简体   繁体   English

静态数组与动态数组的C / C ++性能

[英]C/C++ performance of static arrays vs dynamic arrays

When performance is essential to an application, should consideration be given whether to declare an array on the stack vs the heap? 当性能对应用程序至关重要时,应该考虑是否在堆栈上声明一个数组而不是堆? Allow me to outline why this question has come to mind. 请允许我概述为什么会出现这个问题。

Since arrays in C/C++ are not objects and decay to pointers, the compiler uses the provided index to perform pointer arithmetic to access elements. 由于C / C ++中的数组不是对象并且衰减为指针,因此编译器使用提供的索引来执行指针算法来访问元素。 My understanding is that this procedure differs from a statically declared array to a dynamically declared array when going past the first dimension. 我的理解是,当经过第一个维度时,此过程静态声明的数组不同,是动态声明的数组。

If I were to declare an array on the stack as follows; 如果我要在堆栈上声明一个数组,如下所示;

  int array[2][3] = { 0, 1, 2, 3, 4, 5 }
  //In memory        { row1 } { row2 }

This array would be stored in Row Major format in memory since it is stored in a contiguous block of memory. 该数组将以行主格式存储在内存中,因为它存储在连续的内存块中。 This means when I try to access an element in the array, the compiler must perform some addition and multiplication in order to ascertain the correct location. 这意味着当我尝试访问数组中的元素时,编译器必须执行一些加法和乘法才能确定正确的位置。
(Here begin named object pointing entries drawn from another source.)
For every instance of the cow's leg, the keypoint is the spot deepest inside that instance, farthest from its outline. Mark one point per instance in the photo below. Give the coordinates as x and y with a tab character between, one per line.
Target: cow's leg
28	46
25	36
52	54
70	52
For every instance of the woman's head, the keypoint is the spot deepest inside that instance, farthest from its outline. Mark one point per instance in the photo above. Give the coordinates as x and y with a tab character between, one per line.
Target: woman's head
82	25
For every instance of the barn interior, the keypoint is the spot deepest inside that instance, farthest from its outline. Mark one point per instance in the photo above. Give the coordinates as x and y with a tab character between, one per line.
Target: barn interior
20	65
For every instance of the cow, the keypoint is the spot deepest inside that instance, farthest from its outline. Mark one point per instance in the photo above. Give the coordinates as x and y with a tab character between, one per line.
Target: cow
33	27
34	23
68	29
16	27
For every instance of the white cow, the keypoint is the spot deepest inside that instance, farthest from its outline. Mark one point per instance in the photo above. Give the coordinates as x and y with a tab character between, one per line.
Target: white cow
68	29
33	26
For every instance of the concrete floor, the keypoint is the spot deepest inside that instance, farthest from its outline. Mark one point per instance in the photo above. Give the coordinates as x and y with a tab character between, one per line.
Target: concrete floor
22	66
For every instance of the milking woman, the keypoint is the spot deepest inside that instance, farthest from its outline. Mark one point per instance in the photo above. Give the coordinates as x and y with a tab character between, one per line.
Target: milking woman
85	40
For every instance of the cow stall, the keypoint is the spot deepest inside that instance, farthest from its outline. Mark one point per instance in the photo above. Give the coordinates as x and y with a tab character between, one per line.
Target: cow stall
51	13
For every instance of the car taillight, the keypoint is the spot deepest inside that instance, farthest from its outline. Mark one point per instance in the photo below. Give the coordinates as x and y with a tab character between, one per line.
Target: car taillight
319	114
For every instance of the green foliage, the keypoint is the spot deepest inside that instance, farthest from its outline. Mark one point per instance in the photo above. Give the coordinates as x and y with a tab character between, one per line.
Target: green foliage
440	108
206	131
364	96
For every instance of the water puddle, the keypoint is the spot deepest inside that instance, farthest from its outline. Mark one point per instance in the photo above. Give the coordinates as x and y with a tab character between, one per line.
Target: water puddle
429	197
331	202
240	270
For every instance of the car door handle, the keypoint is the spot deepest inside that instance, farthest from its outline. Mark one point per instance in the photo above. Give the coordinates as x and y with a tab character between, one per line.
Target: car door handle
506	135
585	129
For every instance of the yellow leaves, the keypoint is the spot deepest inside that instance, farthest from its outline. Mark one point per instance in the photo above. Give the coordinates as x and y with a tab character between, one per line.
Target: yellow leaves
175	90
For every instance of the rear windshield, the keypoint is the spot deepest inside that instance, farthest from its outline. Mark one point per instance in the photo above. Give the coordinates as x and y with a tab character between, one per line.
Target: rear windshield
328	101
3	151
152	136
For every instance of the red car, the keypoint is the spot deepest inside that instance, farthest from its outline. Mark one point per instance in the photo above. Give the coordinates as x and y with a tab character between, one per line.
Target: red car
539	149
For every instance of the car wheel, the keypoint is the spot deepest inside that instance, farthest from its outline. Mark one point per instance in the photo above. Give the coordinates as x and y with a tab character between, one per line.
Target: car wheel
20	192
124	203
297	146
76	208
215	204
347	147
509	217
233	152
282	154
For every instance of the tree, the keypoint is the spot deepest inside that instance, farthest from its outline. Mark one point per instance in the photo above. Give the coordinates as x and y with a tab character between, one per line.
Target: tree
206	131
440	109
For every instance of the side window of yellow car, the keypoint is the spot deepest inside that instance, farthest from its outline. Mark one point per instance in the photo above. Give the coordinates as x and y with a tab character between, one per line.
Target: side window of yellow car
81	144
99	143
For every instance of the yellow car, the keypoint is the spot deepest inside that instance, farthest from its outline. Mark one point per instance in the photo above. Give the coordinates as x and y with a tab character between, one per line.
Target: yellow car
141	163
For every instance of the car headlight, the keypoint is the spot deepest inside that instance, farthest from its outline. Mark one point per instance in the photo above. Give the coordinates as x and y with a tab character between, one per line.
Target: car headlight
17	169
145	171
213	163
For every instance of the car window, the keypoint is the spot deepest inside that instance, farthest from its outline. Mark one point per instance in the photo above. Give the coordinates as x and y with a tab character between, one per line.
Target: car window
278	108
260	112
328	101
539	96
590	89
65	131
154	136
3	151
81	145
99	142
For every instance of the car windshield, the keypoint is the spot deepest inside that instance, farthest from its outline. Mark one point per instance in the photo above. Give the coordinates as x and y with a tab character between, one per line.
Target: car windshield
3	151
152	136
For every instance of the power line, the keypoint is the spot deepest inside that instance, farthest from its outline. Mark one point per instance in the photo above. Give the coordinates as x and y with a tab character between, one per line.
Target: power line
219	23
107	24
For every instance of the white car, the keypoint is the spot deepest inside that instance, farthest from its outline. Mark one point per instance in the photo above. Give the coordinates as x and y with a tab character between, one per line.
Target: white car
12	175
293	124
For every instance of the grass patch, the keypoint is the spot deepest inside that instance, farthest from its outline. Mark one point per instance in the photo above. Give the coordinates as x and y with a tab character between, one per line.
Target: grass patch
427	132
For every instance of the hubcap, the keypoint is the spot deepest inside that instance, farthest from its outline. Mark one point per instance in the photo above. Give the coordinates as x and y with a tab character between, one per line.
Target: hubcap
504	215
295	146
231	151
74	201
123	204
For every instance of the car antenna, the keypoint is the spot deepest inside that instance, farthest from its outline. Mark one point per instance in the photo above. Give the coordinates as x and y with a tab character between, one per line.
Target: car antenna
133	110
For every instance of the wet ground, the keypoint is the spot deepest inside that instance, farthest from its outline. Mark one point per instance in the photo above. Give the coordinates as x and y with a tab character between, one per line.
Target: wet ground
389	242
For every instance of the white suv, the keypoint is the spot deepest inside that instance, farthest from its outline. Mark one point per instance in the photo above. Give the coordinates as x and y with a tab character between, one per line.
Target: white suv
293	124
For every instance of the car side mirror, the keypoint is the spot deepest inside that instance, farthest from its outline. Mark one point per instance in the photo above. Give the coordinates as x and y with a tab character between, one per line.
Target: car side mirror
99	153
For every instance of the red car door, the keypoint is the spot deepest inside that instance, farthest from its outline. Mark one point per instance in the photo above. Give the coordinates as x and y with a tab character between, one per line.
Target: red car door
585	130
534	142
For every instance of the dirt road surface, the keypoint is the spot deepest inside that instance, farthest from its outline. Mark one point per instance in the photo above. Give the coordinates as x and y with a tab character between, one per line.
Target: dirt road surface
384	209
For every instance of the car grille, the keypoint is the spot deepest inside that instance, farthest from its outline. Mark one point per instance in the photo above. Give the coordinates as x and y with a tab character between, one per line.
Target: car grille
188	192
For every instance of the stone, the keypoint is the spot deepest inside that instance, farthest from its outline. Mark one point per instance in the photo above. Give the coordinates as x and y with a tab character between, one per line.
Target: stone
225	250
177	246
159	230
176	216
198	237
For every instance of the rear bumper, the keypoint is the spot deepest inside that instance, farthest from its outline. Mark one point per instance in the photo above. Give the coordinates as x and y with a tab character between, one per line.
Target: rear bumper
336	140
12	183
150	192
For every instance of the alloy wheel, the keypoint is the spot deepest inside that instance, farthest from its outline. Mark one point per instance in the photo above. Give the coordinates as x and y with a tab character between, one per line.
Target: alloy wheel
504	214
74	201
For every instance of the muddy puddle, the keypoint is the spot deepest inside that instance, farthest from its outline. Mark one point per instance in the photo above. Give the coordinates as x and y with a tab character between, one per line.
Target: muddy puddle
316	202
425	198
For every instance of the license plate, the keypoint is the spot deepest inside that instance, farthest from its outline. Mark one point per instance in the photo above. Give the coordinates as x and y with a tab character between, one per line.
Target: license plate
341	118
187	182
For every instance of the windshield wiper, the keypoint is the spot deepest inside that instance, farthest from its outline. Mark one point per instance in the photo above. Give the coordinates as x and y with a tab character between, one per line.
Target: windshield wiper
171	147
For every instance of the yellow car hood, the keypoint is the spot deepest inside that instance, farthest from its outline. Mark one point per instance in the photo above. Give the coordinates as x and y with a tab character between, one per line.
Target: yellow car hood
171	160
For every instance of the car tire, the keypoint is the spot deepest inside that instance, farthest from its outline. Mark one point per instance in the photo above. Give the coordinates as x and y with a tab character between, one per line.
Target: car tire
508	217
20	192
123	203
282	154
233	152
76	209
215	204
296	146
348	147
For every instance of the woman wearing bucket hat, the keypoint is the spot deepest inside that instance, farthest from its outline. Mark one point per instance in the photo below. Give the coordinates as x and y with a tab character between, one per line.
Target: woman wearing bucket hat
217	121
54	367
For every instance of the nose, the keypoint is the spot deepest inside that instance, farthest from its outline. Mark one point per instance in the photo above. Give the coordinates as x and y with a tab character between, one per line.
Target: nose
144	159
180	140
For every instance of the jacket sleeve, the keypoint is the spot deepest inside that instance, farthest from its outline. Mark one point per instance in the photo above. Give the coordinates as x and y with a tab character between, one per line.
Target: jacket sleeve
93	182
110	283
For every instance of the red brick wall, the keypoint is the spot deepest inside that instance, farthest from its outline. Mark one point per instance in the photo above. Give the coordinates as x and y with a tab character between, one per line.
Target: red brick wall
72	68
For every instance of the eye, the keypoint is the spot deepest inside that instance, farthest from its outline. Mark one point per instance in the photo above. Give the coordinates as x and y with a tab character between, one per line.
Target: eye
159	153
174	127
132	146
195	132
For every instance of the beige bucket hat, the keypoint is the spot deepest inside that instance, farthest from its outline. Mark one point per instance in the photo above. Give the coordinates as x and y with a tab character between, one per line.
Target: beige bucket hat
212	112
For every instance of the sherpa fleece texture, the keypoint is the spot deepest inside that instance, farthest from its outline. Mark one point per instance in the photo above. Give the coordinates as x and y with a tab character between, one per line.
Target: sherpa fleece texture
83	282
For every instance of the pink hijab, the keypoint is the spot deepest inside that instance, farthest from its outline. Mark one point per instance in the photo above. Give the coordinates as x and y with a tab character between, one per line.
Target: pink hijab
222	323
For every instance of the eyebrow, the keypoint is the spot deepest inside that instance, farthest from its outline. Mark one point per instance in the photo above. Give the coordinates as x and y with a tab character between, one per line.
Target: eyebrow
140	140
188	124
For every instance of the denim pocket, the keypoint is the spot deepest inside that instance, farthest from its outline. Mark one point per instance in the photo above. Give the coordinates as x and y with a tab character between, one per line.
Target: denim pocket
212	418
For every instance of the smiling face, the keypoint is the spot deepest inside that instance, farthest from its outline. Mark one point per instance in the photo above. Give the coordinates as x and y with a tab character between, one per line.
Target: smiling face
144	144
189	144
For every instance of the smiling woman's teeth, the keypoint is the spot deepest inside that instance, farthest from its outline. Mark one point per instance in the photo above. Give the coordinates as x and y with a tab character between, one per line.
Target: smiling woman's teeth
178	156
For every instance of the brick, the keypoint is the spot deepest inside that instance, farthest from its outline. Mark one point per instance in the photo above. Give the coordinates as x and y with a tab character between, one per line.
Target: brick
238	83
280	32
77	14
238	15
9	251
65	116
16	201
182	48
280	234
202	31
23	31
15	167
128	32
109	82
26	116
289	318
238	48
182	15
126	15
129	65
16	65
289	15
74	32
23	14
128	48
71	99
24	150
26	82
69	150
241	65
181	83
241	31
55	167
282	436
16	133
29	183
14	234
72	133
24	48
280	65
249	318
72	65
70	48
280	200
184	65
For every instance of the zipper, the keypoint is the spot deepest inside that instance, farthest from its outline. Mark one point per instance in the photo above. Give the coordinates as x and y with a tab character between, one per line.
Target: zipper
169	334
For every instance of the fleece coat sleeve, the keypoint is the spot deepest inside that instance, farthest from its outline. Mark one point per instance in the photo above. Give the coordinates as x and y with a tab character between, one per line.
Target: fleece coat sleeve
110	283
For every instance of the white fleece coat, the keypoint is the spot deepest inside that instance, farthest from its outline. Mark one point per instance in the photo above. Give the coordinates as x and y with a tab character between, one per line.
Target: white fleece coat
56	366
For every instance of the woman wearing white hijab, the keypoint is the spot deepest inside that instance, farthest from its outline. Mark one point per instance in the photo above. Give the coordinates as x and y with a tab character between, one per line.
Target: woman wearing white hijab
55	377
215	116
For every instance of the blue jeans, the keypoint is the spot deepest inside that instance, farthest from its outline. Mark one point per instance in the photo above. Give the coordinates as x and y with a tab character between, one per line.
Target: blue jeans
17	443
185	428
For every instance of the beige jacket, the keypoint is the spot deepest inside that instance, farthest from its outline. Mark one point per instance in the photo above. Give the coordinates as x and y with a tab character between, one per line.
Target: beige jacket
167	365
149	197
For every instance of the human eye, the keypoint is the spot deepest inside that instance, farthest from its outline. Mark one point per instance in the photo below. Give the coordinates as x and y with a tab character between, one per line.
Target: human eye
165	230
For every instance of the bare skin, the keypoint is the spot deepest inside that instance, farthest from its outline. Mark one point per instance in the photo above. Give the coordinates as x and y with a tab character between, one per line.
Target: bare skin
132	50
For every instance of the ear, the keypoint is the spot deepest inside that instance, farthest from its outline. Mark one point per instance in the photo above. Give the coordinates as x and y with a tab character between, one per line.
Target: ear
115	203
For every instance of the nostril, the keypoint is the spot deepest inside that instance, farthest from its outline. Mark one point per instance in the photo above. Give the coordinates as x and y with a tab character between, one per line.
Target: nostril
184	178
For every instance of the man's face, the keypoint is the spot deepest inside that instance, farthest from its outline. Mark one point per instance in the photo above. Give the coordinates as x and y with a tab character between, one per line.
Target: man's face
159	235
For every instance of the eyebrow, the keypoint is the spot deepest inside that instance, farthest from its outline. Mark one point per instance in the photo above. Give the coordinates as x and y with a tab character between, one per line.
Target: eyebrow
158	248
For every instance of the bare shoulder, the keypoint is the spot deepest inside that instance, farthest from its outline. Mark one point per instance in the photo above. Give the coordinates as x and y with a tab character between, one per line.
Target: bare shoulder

So if I were to do the following 所以如果我要做以下事情

  int x = array[1][2]; // x = 5

The compiler would then use this formula where: 然后编译器将使用以下公式:

i = row index j = column index n = size of a single row (here n = 2) i =行索引j =列索引n =单行的大小(此处n = 2)
array = pointer to first element array =指向第一个元素的指针

  *(array + (i*n) + j)
  *(array + (1*2) + 2)  

This means if I were to loop over this array to access each of its elements, an additional multiplication step is performed for each access by index. 这意味着如果我循环遍历此数组以访问其每个元素,则通过索引对每个访问执行额外的乘法步骤。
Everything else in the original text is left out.